The book was an interesting read, largely because it seemed so relevant to today. State control of every aspect of our lives seems to be something we’re slowly moving toward. I found the food example to be particularly germane with various cities, schools, and other government-run organizations banning particular foods. One example that seemed to go against modern statist ideas (and this failing to foresee modern statist tendencies was present in 1984, too) was the United State’s desire to control its citizens’ sex lives. Modern statists preach sexual promiscuity and encourage uncontrolled sexual expression, no matter the consequences. (On the other hand, population control seeems to be the end goal of both.) It goes without saying that much that goes on in the schools in America is similar to the schools of the United State. Thinking for oneself is not encouraged, but parroting revisionist history and other ideas is.
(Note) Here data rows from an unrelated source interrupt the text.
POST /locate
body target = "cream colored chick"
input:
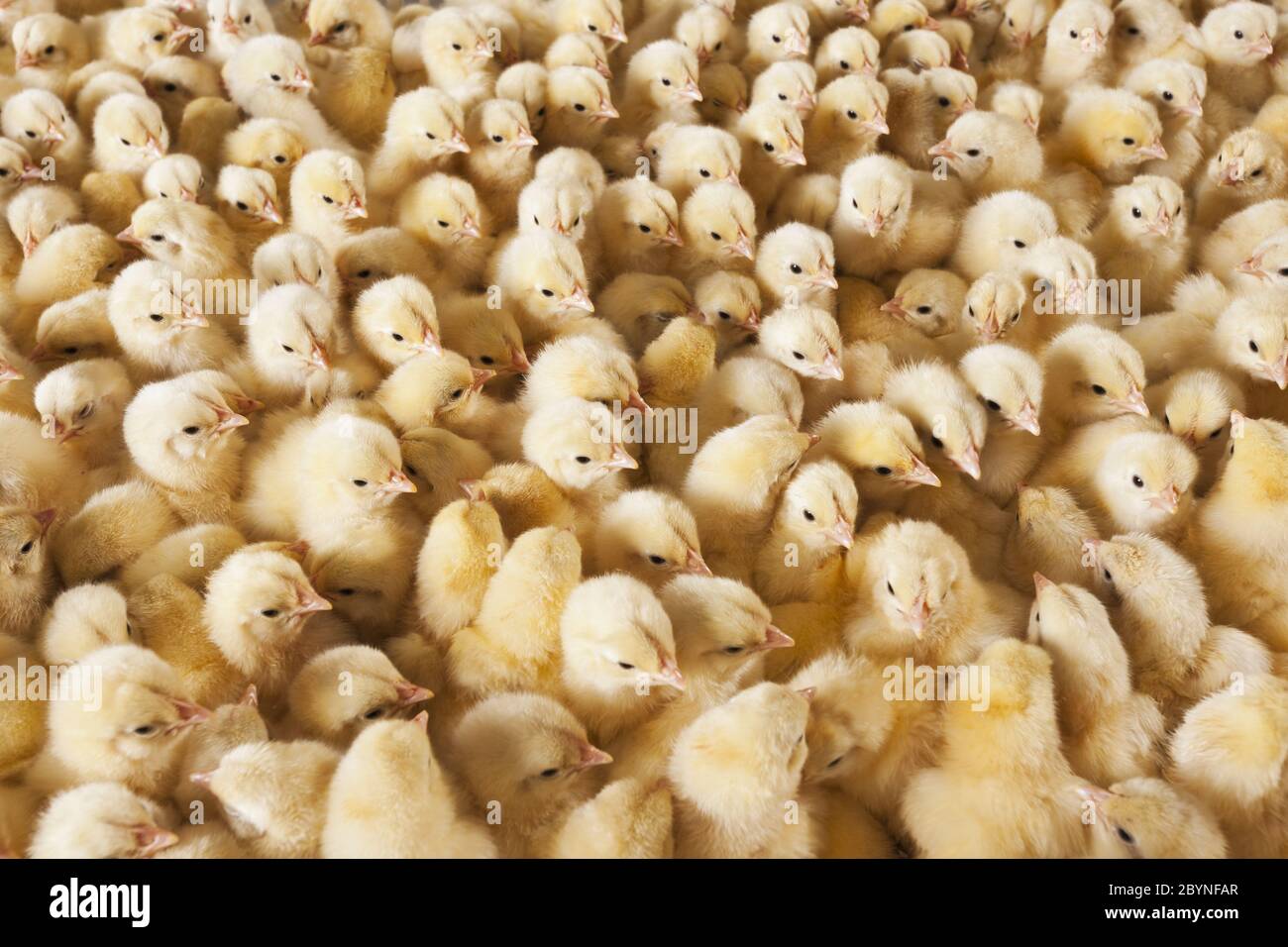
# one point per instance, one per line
(129, 134)
(1237, 40)
(733, 771)
(136, 736)
(617, 655)
(327, 195)
(803, 557)
(922, 106)
(1247, 169)
(273, 795)
(719, 227)
(1229, 754)
(997, 231)
(411, 814)
(1151, 818)
(776, 33)
(1176, 656)
(527, 754)
(846, 52)
(425, 131)
(80, 407)
(102, 819)
(1109, 132)
(162, 333)
(692, 155)
(1009, 751)
(268, 77)
(1111, 732)
(849, 119)
(885, 219)
(1144, 237)
(343, 690)
(928, 604)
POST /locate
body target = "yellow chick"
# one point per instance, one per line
(1111, 732)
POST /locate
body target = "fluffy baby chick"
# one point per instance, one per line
(734, 482)
(268, 77)
(527, 754)
(102, 819)
(803, 557)
(719, 227)
(1010, 750)
(733, 771)
(343, 690)
(1111, 732)
(137, 735)
(273, 795)
(883, 219)
(514, 641)
(411, 814)
(617, 655)
(1145, 817)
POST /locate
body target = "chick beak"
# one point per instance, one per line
(919, 474)
(636, 401)
(969, 462)
(1167, 500)
(841, 532)
(774, 638)
(621, 460)
(1026, 419)
(411, 693)
(1252, 266)
(580, 299)
(696, 566)
(876, 124)
(153, 839)
(894, 305)
(591, 757)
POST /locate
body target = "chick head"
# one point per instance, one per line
(1095, 373)
(1252, 334)
(22, 540)
(82, 620)
(730, 302)
(101, 819)
(130, 128)
(724, 93)
(343, 690)
(649, 535)
(845, 52)
(776, 131)
(617, 637)
(1145, 479)
(737, 754)
(85, 398)
(1009, 382)
(331, 182)
(930, 300)
(915, 571)
(526, 750)
(178, 176)
(720, 626)
(780, 31)
(576, 442)
(1239, 34)
(1173, 86)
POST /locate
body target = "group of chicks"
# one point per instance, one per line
(323, 325)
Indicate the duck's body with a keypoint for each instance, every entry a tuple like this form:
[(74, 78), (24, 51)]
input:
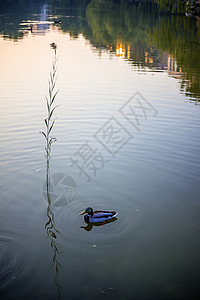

The logic so highly touted by the United State, kids in schools are taught that some ephemeral concept called science is where all trust should be placed. It is interesting to see how the government in We preached that by eliminating choices, eliminating people’s ability to imagine, and making people more and more the same (i.e., social equality), they would acheive true happiness. Of course, nothing is farther from the truth, and the characters in We recognized that once they had experienced the ability to think for themselves and make their own decisions. Liberty, the ability to make a choice, is what allows us to experience true happiness. It does not intrinsically bring us happiness, but allows us to choose those things that do bring happiness, and we can do that regardless of the ability of poeple around us to make poor decisions. As Zamiatin realized, we don’t need a state directing our decisions; we need the ability to present and live by our own precepts. We need liberty.